Pemkab Kutim Gelar Radalok, Upaya Monitoring dan Evaluasi Pengoptimalan Kinerja SKPD

Pemerintah Kabupaten (Pemkab) Kutai Timur (Kutim) melalui Sekretariat Daerah (Sekda) menggelar Rapat Pengendalian Operasional Kegiatan (Radalok)

Kutai Timur – Pemerintah Kabupaten (Pemkab) Kutai Timur (Kutim) melalui Sekretariat Daerah (Sekda) menggelar Rapat Pengendalian Operasional Kegiatan (Radalok) ke-5 Triwulan IV guna mengevaluasi capaian kinerja dan penyerapan anggaran di seluruh Satuan Kerja Perangkat Daerah (SKPD).

Kegiatan ini dihadiri oleh berbagai pimpinan SKPD dan dibuka secara resmi oleh Sekretaris Daerah Kutai Timur, Rizali Hadi.

Bacaan Lainnya

Dalam sambutannya, Rizali Hadi menekankan bahwa Radalok merupakan wadah penting untuk memperkuat komunikasi, koordinasi, dan konsolidasi antar SKPD.

Hal ini dilakukan untuk memastikan bahwa seluruh pelaksanaan program dan anggaran berjalan sesuai rencana dan dapat tercapai dengan optimal.

“Radalok ini adalah wadah kita semua, untuk berkomunikasi, berkoordinasi, dan konsolidasi. Jadi, ketika diundang, harus hadir,” ujar Rizali.

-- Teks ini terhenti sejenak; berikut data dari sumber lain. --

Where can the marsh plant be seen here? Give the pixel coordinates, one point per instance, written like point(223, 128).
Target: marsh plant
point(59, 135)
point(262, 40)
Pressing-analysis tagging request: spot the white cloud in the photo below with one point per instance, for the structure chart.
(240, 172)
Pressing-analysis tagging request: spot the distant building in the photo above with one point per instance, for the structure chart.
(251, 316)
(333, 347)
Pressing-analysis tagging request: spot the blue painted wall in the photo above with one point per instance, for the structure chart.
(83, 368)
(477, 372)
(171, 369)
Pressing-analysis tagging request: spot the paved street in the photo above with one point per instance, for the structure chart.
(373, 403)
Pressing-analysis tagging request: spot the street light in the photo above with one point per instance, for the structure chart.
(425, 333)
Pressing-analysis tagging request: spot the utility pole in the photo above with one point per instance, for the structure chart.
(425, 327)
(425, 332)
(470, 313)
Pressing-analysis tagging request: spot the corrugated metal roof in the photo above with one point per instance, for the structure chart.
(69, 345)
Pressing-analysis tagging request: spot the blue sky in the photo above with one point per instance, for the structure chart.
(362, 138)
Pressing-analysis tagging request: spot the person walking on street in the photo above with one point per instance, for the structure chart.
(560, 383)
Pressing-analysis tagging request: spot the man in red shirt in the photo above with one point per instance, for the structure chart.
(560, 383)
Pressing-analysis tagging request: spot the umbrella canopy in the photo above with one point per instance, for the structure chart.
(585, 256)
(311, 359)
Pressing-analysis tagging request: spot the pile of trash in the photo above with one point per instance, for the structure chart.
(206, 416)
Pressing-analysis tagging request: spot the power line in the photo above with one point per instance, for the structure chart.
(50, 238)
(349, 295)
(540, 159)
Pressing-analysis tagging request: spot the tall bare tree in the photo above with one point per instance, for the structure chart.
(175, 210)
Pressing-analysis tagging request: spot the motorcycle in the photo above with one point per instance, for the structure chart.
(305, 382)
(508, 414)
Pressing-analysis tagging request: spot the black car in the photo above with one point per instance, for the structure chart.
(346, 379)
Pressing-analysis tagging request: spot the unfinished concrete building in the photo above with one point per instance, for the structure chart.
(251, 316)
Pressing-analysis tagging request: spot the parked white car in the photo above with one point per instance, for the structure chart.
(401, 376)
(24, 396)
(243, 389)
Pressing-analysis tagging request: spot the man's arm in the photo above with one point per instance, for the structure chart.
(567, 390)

Rizali memaparkan bahwa capaian fisik hingga Triwulan IV baru mencapai 60 persen, sementara realisasi keuangan masih berada di angka 41 persen dari total anggaran sebesar Rp 14 triliun yang dialokasikan untuk tahun 2024.

Rizali mengingatkan bahwa target minimal yang harus tercapai pada akhir tahun adalah di atas 80 persen, dengan mengacu pada capaian tahun sebelumnya yang berhasil mencapai 83 persen.

“Bisa dibayangkan jika anggaran kita seperti DKI Jakarta yang mencapai Rp 80 triliun, mati kita. Anggaran Rp 14 triliun saja seperti ini. Kinerja kita masih bertahap mengejar target dan capaian itu. Syukur-syukur nanti bisa di atas 80 persen,” ujar Rizali.

Rizali Hadi berharap anggaran tahun 2024 dapat terealisasi minimal seperti capaian tahun lalu, atau bahkan lebih baik.

Untuk itu, Pemkab Kutim berencana untuk terus mengintensifkan pelaksanaan Radalok sebagai upaya monitoring dan evaluasi rutin yang mendukung pengoptimalan kinerja setiap SKPD.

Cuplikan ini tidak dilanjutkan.